Imagine a disease that caused men to lose an average of 11 hours of productivity per week due to pain. A disease that caused over 50% of male infertility. A disease that cost over $119 billion each year in lost wages, lost productivity, and medical costs. How quickly do you think we’d have a cure for it? I’d venture to say pretty quickly.
Well, such a disease exists but it doesn’t affect men. Endometriosis is a disease affecting 1 in 10 women, trans men, and people with uteruses. It is the leading cause of infertility among women (50% of infertility cases). And, yes, it costs over $119 billion each year in lost wages, lost productivity, and medical costs. Not to mention, it’s debilitatingly painful.
The thing about endo is that even though it affects 1 in 10 women in the US, it is HARDLY spoken about. There’s minimal research on it, few specialists in it, and no cure. While I have access to great health insurance, brilliant specialists, and the financial means to deal with it, I am hyper-aware of the fact that there are millions of people out there suffering with no access to doctors who can help. And, since birth control is currently the primary treatment of endo, millions of women rely on Planned Parenthood to access the most basic standard of care for a disease that impacts every moment of their day.
It’s my belief that a societal problem like this should be a focus of our nation’s leaders, ranging from medical to political. When I was in the process of being diagnosed with this disease, I saw firsthand how minimal the awareness of this disease was. I couldn’t talk to my friends about my doctor appointments because they didn’t understand the problem. Half of the doctors that I saw wrote off my pain as simply a “women’s problem.” I realized that something needed to be done, so I took a chance, wrote a letter, and saw real change happen.
I spent the summer after my senior year in college living with my parents in Massachusetts before moving to New York for my job. I spent almost every day in bed because of my endometriosis, and I was gearing up for my first, but unfortunately not last, surgery.
At this point during the Summer of 2017, healthcare in America was a big political argument. Along with this discussion arose the topic of Planned Parenthood, which was, and still is, facing potential defunding. Knowing what I know about the importance of birth control and healthcare, I decided I’d submit my thoughts for consideration, knowing that I’d likely get an automatic “thank you for sharing” return message, as I had in the past.
Elizabeth Warren was my senator in Massachusetts where my family lives, and she was fighting the pro-Planned Parenthood fight that I believed in. So, from my bed, with my heating pads on (yes, plural... endo SUCKS), I typed up my thoughts.
I mentioned the importance of considering the actual implications of stripping Americans of healthcare, defunding planned parenthood, and giving employers the power to deny healthcare. I explained how 1 in 10 women live with a debilitating disease that can’t be cured, only treated via birth control or surgery. I wrote about how there are very few doctors specializing in this disease, and the ones who do specialize in it are expensive, and often out of network. I reiterated how the government’s decisions affect the ability for 1 in 10 women to get out of bed and go to work most days.

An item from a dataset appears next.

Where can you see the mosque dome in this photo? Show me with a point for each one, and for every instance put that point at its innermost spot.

A few weeks later, I got a note back -- not just an automated note, either. A representative from Senator Warren’s office asked me if Elizabeth could use my letter as ammo on the Senate Floor during the hearing that would discuss access to Healthcare. I mean, WOW. And, obviously...YES!
A few weeks later, I watched on C-Span as Senator Elizabeth Warren read my letter on the floor of the senate to fight for Americans’ right to access the care that they need. It was one of the most surreal moments of my life (see video here).
But, that’s not all. Fast forward a year, and the organization Endo What? posted a video of the one and only Elizabeth Warren discussing the importance of raising awareness of a disease that impacts the lives of so many.
A week later, due to the efforts of Senator Elizabeth Warren (partnered with Senator Orrin Hatch, making it a bipartisan initiative) and Endo What?, it was announced that endometriosis would get federal funding from the Department of Defense for the FIRST TIME EVER.
I don’t want to take credit for the incredible work of the senators and the organization, but I would like to think I played a small part in planting the seed in Senator Warren’s head a year ago. Who knows? Maybe if I hadn’t written that letter, she never would have heard of endometriosis. I’m glad we’ll never know the alternative.
In the current administration, there’s a serious epidemic of people not listening. Not listening to women, not listening to large demonstrations, not listening to facts or reason...the list goes on. But that doesn’t mean we should stop yelling. While it’s easy to be cynical in this society right now, instances like this help me to remember that change can happen, but only if we take chances and share our thoughts. Who knows, maybe the federal funding that’s being given to endometriosis will help find the cure. And maybe, just maybe, I will have played a small part in us getting there. Maybe one day I will be able to tell my daughter that her cured endometriosis was a result of me speaking up.